Moreover, tribes will be able to veto the mining of minerals such as gold that the government holds in reserve — or come to some financial arrangement (what changes?) with a mining company.
It is simply duplicitous and utterly untrue for the Key government policy-makers to claim all New Zealanders will still have equal rights to these areas.
Allowing tribal cliques to seek through the courts recognition of what would in fact be property rights (under another name) over areas they never owned as property, sells out everybody else’s entitlement.
The National Party is no doubt chuckling at its cleverness in confining these to tribes which have had “exclusive” use of seabed and foreshore.
Their naivety is astonishing.
In every such negotiation that the government has conducted with tribal activists in recent years, it has been the government that has lost.
So New Zealanders at large have lost.
It is a rich irony, too, that it is all other New Zealanders who end up, inevitably, paying for the tribes to research these claims – claims against New Zealanders obliged to pay for them to do so!
What will become alienated land should never have been removed from Crown ownership.
For Hooton to claim that these tradeoffs for the radical Maori vote that John Key is overseeing will not jeopardize National’s re-election is Pollyanna territory.
Moreover, as an issue of fact, both John Key and Matthew Hooton need to take on board the fact that when Key declared “Maori are the tangata whenua * of this country and that we have nothing to fear by acknowledging that” they are wrong on both counts.
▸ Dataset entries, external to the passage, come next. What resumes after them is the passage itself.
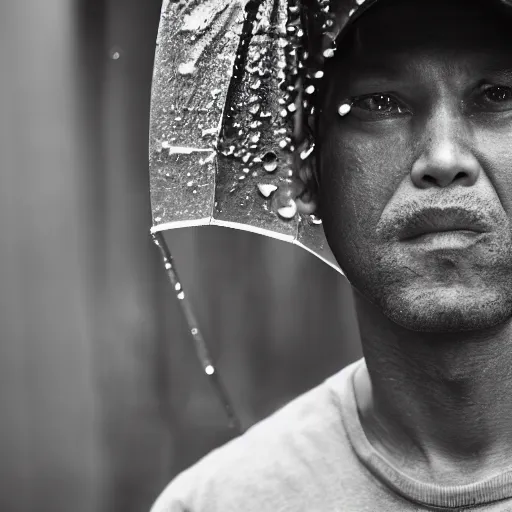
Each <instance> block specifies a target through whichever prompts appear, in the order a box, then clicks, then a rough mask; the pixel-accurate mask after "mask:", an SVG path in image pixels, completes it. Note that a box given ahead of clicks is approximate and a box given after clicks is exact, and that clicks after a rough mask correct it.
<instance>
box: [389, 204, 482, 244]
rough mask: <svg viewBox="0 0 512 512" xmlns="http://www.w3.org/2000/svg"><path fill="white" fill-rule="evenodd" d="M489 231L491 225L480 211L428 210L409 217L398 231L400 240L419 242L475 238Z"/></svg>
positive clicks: (419, 211)
mask: <svg viewBox="0 0 512 512" xmlns="http://www.w3.org/2000/svg"><path fill="white" fill-rule="evenodd" d="M489 231H491V227H490V225H489V224H488V223H487V222H486V221H485V220H484V219H483V218H482V215H481V213H480V212H478V211H472V210H467V209H462V208H453V207H452V208H449V209H437V208H428V209H424V210H420V211H417V212H414V213H412V214H410V215H408V216H407V219H404V222H403V224H402V227H401V228H400V229H399V231H398V238H399V240H401V241H419V240H420V239H422V240H427V239H431V238H434V237H436V236H438V237H443V238H448V237H450V238H453V237H475V236H476V235H480V234H482V233H487V232H489Z"/></svg>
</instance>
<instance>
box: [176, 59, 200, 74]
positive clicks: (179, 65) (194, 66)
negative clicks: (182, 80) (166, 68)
mask: <svg viewBox="0 0 512 512" xmlns="http://www.w3.org/2000/svg"><path fill="white" fill-rule="evenodd" d="M196 69H197V68H196V66H195V62H194V61H191V62H183V63H182V64H180V65H179V66H178V73H179V74H180V75H192V74H193V73H194V72H195V71H196Z"/></svg>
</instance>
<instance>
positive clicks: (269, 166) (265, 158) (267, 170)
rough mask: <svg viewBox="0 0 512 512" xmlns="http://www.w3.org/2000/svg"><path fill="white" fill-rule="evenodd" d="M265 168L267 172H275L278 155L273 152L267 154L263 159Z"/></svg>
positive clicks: (264, 166)
mask: <svg viewBox="0 0 512 512" xmlns="http://www.w3.org/2000/svg"><path fill="white" fill-rule="evenodd" d="M262 161H263V168H264V169H265V170H266V171H267V172H274V171H275V170H276V169H277V155H276V154H275V153H274V152H273V151H269V152H268V153H265V155H264V156H263V158H262Z"/></svg>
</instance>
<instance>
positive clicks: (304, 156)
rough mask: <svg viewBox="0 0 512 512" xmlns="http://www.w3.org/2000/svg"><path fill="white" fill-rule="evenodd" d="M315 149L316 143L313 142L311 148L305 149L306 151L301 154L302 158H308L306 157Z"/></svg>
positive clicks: (303, 151) (311, 145) (302, 152)
mask: <svg viewBox="0 0 512 512" xmlns="http://www.w3.org/2000/svg"><path fill="white" fill-rule="evenodd" d="M314 149H315V145H314V144H312V145H311V147H310V148H308V149H305V150H304V151H302V152H301V154H300V158H301V160H306V158H307V157H308V156H309V155H310V154H311V153H312V152H313V150H314Z"/></svg>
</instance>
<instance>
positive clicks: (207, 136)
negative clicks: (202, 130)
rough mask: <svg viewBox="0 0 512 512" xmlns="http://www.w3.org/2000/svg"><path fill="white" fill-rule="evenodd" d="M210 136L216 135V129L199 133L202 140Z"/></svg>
mask: <svg viewBox="0 0 512 512" xmlns="http://www.w3.org/2000/svg"><path fill="white" fill-rule="evenodd" d="M210 135H217V128H207V129H206V130H203V132H202V133H201V136H202V137H203V138H205V137H208V136H210Z"/></svg>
Maori radicals are not only deliberately promoting the dangerous doctrine of separatism, even their non-existent “soverignty” — a radicalised attack on this country — but they have hijacked this term.
*As the early historians such as James Cowan, living among the Maori reported, the now constantly misused tangata whenua, meaning “the first people”, was the term that Maori themselves used when referring to the people they knew had come before them.
It did not, and does, not refer to the (part) Maori of today.
New Zealanders at large feel betrayed and ignored by the major parties pandering to a very small minority of those deliberately using racial issues for their own benefit — not for that of the country as a whole.
Self-interest, aided by the equal opportunism of both Labour and National, directed at vote-buying, has done a great deal of damage to this country since the radicalized 1960s.
What we badly need are politicians of principle — not political chicanery and the once-over-lightly commentary being supplied by the mainstream media.
Moreover, as there are apparently no longer any full-blooded Maori in existence today today, and as it is absurd for those who are well below even 50% genetically Maori to claim to be predominately Maori – the question of unfair and inappropriate compensation arises.
Up until 1974, the New Zealand government’s definition of Maori, reasonably enough, was confined to those with 50% or more Maori genetic inheritance.
It is absurd that even Statistics New Zealand have allowed a thoroughly unscientific definition of “emotionally” identifying as Maori as good enough for what should be a non-politicised, objective census definition – especially when one signpost points clearly to lucrative, race-based advantages and preferences for those who cannot possibly be argued to be, in reality, genetically Maori.
Both major political parties have let us down.
It is time to stop the handouts, the granting of special concessions and privileges, and to provide a clear definition of who is and who isn’t Maori — particularly in view of the fact that taxpayer money is at stake.
Without this definition it is simply irresponsible of the National government to continue to negotiate with supposedly Maori representatives who are basically nothing of the sort.
The line that John Key’s weak, vote-buying government should be drawing in the sand should be clearly labelled” Crown land — for all New Zealanders.